The peace and love mode is governed by oxytocin.
The stressed mode is governed by cortisol.
The peace and love mode is dangerous for large stressed cities, why?
Because it is extremely self-sufficient. In peace and love mode, everything is fine or almost fine. Including the seven-reais t-shirt, the two-reais vinegar, and tap water. We are all friends.
Only the stressed mode competes with others to see who has the most valuable t-shirt. Or the most “glamorous” water.
Only the stressed mode works stressed its entire life, fleeing the stress of bills, fleeing the stress of being just another one (with a seven-reais t-shirt and two-reais vinegar). Trying to get “there” - far from the ground, from vinegar, from tap water.
The ground “is lava” in stressed mode. The ground is pleasant in peace and love mode.
We have both modes. We use both modes. Like the philosophy of yin and yang.
We can, however, have the peace and love mode hijacked by the stressed mode, through the hijacking of our ground - literally real estate, in large cities, plus the need - artificially created? - for all of us to live in these immense cities.

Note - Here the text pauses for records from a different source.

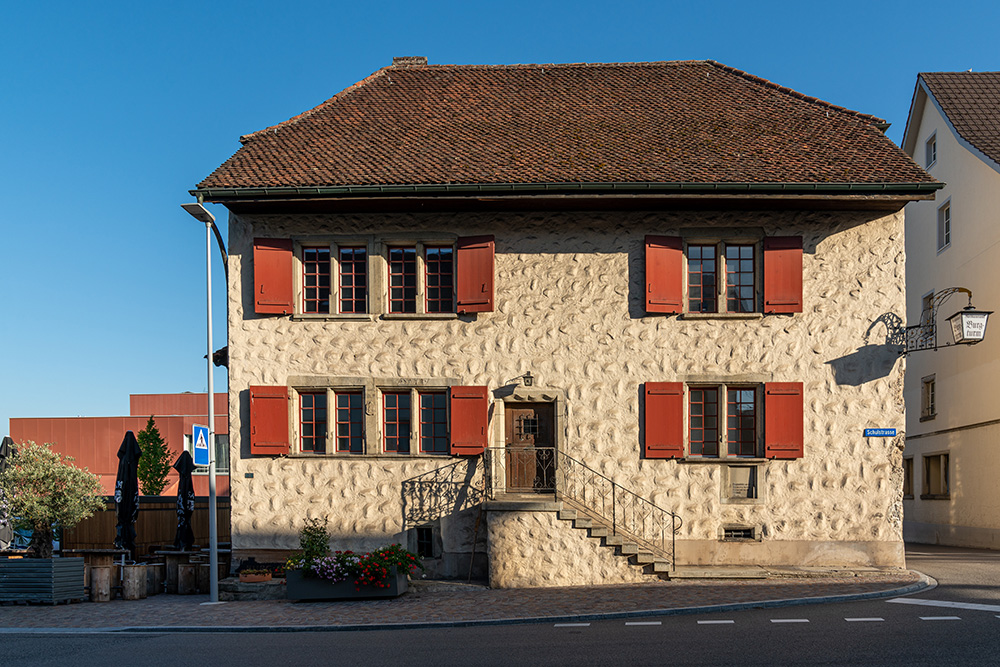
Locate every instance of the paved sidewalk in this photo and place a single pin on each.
(430, 603)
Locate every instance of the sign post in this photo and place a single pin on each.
(199, 436)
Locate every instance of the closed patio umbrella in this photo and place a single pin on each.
(127, 493)
(6, 530)
(184, 465)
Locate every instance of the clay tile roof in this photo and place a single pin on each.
(658, 122)
(971, 101)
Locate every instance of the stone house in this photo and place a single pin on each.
(953, 420)
(568, 324)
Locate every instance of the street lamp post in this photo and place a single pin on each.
(200, 213)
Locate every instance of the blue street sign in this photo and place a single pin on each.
(880, 433)
(199, 436)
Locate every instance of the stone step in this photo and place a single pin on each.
(629, 548)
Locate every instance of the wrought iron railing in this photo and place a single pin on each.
(580, 487)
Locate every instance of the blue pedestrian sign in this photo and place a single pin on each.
(880, 433)
(199, 436)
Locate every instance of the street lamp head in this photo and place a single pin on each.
(199, 212)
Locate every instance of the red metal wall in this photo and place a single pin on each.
(93, 441)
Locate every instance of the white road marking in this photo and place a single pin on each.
(944, 603)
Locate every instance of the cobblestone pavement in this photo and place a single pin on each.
(454, 604)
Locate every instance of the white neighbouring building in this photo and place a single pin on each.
(952, 454)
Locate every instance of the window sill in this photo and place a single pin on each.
(332, 317)
(380, 455)
(721, 316)
(419, 316)
(726, 460)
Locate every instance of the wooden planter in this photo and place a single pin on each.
(50, 580)
(300, 587)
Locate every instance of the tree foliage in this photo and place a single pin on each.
(155, 462)
(41, 488)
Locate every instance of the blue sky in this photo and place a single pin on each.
(110, 112)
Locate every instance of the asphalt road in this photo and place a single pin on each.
(959, 626)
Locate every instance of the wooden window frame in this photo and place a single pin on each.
(392, 407)
(722, 430)
(302, 413)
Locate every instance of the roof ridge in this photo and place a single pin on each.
(305, 114)
(796, 94)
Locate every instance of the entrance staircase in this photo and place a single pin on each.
(635, 527)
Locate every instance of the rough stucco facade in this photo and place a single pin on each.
(569, 308)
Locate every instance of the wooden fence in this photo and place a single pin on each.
(156, 525)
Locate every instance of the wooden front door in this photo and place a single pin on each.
(530, 442)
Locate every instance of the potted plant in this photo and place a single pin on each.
(254, 576)
(314, 573)
(42, 488)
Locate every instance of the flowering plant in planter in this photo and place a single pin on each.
(371, 568)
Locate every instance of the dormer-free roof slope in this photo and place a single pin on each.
(971, 102)
(684, 122)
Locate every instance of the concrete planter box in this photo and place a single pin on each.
(301, 587)
(49, 580)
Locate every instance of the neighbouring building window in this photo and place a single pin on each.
(944, 226)
(396, 421)
(316, 280)
(928, 408)
(440, 279)
(433, 422)
(936, 476)
(701, 279)
(734, 406)
(312, 422)
(350, 422)
(402, 280)
(908, 478)
(353, 265)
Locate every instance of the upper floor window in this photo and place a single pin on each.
(944, 226)
(353, 266)
(356, 277)
(724, 276)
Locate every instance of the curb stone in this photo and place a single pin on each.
(924, 584)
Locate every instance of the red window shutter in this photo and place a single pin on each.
(664, 420)
(468, 408)
(272, 273)
(268, 421)
(664, 274)
(783, 274)
(474, 274)
(783, 430)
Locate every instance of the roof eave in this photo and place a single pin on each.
(918, 190)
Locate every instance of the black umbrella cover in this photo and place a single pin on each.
(127, 493)
(184, 465)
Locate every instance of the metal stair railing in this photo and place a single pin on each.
(547, 470)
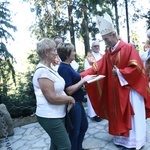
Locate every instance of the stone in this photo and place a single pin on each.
(6, 122)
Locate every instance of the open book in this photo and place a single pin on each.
(96, 78)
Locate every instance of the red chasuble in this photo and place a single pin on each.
(109, 99)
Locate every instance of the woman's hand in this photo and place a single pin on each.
(88, 77)
(70, 104)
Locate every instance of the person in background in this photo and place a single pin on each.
(92, 57)
(51, 100)
(73, 87)
(146, 50)
(123, 92)
(74, 64)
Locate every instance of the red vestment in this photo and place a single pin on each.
(109, 99)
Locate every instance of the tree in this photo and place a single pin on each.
(6, 59)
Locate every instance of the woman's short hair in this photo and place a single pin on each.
(64, 50)
(44, 45)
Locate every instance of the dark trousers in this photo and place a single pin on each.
(56, 130)
(80, 124)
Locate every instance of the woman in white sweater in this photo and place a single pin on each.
(51, 99)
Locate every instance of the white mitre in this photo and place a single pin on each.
(105, 24)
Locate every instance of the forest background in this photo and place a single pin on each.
(74, 20)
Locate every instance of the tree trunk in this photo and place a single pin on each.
(127, 20)
(85, 30)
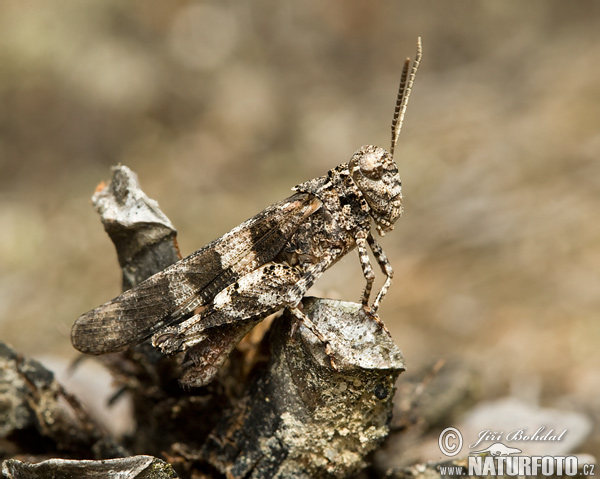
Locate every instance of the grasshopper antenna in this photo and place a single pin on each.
(406, 83)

They hijack our most beautiful people who sell themselves for ground, for expensive products, in exchange for their rare beauty. Leaving people who would only be in peace and love mode without the greatest beauties, who are hijacked by the stressed mode of life - on top of skyscrapers, with rare screens filming them.
Like in zombie movies, the stressed mode infects everyone it can. Whoever is not on top of skyscrapers dreams of being on one and buys this dream, thus also bitten by the stressed mode.
The stressed mode is gaining an air of normality, with its agitation, worry, almost incessant work.
The peace and love mode takes on the air of a disease. Peculiarity. Strange. Conformism?
The nonconformity of the stressed mode becomes normal.
The era of abundance that may be arriving when billions of robots and artificial intelligences work well could be a cold shower for the stressed mode.
Let's call the stressed mode yang and the peace and love mode yin.
It may be that we transform the predominance of yang into the predominance of yin.
It may be that the peace and love mode quickly replaces the predominance of the stressed mode.
If we really have these two modes - which biology indicates to us - it would be interesting to see humanity flourish with a predominance of the peace and love mode, just to compare with our current predominance, which is the predominance of the stressed mode.